Guangzhou, Radio Bharata Online - Kapal penelitian pemecah es generasi baru milik Tiongkok diberi nama Jidi, yang berarti wilayah kutub, dan dikirimkan di Kota Guangzhou, Provinsi Guangdong, Tiongkok selatan, pada hari Senin (24/6).

Kapal yang dirancang dan diproduksi di dalam negeri oleh Guangzhou Shipyard International Company di bawah China State Shipbuilding Corporation ini diharapkan dapat melakukan misi penelitian ilmiah pada paruh kedua tahun 2024.

Dengan panjang 89 meter, lebar 17,8 meter, tonase 4.600 ton, dan jangkauan navigasi sekitar 26.000 kilometer, kapal ini mampu bernavigasi di seluruh dunia. Satu kali pengisian bahan bakar cukup untuk menghidupi 60 kru kapal selama lebih dari 80 hari di laut.

"Pada musim dingin, kapal ini dapat berlayar di Laut Kuning dan Laut Bohai untuk memecah es dan melakukan kegiatan seperti pemantauan lingkungan laut, pengukuran air laut, dan operasi penyelamatan di daerah yang tertutup es. Selama musim panas, kapal ini dapat digunakan untuk eksplorasi di laut dalam dan daerah kutub," jelas Cai Ruimou, Wakil Kepala Teknisi Guangzhou Shipyard International Company.

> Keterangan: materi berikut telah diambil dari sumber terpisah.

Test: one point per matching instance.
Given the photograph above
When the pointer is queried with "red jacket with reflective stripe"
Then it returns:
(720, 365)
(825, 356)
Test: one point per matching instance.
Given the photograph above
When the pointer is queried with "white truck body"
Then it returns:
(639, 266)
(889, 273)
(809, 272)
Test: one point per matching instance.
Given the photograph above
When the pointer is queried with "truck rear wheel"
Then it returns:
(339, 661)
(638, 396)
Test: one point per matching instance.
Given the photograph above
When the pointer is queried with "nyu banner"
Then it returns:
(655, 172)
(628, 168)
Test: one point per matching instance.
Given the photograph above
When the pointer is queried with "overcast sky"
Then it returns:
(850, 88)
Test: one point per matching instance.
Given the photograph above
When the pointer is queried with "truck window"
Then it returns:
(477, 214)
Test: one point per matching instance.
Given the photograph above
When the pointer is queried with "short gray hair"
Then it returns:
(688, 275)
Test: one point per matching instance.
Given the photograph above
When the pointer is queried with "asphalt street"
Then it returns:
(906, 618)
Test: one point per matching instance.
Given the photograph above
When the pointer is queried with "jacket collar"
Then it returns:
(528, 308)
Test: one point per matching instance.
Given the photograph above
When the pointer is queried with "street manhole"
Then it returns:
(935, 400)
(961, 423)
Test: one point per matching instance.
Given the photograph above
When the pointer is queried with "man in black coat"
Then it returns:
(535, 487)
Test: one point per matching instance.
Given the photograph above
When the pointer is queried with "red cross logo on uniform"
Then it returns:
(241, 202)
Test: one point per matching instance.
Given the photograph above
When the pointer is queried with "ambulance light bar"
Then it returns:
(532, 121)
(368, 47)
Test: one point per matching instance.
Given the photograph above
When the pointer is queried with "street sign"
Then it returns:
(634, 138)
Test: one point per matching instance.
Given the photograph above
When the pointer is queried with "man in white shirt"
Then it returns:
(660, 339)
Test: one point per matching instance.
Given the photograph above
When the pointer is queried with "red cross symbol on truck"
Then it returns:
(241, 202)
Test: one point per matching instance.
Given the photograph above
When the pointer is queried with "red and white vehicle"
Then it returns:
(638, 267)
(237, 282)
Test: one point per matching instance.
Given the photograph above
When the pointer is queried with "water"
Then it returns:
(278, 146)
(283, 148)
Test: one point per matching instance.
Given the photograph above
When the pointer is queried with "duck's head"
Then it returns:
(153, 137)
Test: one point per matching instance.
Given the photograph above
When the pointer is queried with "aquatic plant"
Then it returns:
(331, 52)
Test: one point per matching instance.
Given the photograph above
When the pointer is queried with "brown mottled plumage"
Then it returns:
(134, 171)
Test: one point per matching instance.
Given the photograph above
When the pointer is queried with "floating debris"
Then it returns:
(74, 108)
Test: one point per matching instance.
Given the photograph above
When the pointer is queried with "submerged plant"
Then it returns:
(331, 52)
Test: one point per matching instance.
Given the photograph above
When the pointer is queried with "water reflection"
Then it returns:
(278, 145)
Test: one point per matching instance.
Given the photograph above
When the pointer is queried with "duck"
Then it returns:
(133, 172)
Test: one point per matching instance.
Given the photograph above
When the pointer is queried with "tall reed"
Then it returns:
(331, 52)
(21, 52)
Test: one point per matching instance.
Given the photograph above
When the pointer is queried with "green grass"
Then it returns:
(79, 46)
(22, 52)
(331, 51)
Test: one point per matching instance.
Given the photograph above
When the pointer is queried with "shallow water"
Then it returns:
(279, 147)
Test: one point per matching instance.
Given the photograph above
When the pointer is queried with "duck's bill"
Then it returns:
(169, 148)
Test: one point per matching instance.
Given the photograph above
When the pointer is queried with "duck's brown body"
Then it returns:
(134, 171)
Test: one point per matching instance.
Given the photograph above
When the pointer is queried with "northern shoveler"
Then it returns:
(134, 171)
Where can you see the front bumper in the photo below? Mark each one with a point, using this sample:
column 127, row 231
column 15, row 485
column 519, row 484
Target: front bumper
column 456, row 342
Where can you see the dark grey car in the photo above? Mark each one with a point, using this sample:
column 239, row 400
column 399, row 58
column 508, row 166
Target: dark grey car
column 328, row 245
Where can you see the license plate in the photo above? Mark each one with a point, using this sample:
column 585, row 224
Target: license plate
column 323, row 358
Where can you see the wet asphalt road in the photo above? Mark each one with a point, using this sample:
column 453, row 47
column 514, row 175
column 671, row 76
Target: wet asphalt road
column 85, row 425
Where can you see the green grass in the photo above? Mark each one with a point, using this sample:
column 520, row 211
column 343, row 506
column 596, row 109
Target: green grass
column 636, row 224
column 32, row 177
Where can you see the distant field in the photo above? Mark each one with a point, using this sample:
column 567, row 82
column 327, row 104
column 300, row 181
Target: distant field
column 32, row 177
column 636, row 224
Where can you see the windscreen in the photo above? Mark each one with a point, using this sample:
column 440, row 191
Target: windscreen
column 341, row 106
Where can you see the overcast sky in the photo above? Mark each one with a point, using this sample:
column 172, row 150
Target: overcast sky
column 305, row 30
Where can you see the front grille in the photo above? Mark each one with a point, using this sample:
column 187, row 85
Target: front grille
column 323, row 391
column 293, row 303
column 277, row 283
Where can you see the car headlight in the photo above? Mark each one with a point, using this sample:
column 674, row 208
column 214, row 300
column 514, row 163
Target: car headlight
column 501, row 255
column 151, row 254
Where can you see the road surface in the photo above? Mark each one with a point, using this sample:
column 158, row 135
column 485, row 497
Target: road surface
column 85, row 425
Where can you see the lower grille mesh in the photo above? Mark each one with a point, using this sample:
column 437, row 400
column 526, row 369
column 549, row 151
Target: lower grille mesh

Kapal ini dapat membawa peralatan canggih seperti drone buatan dalam negeri, kapal tanpa awak, dan robot bawah air otonom. Dengan mengandalkan sistem jaringan satelit independen Tiongkok, kapal ini dapat melakukan berbagai tugas yang berkaitan dengan udara, ruang angkasa, laut, es, dan area bawah laut.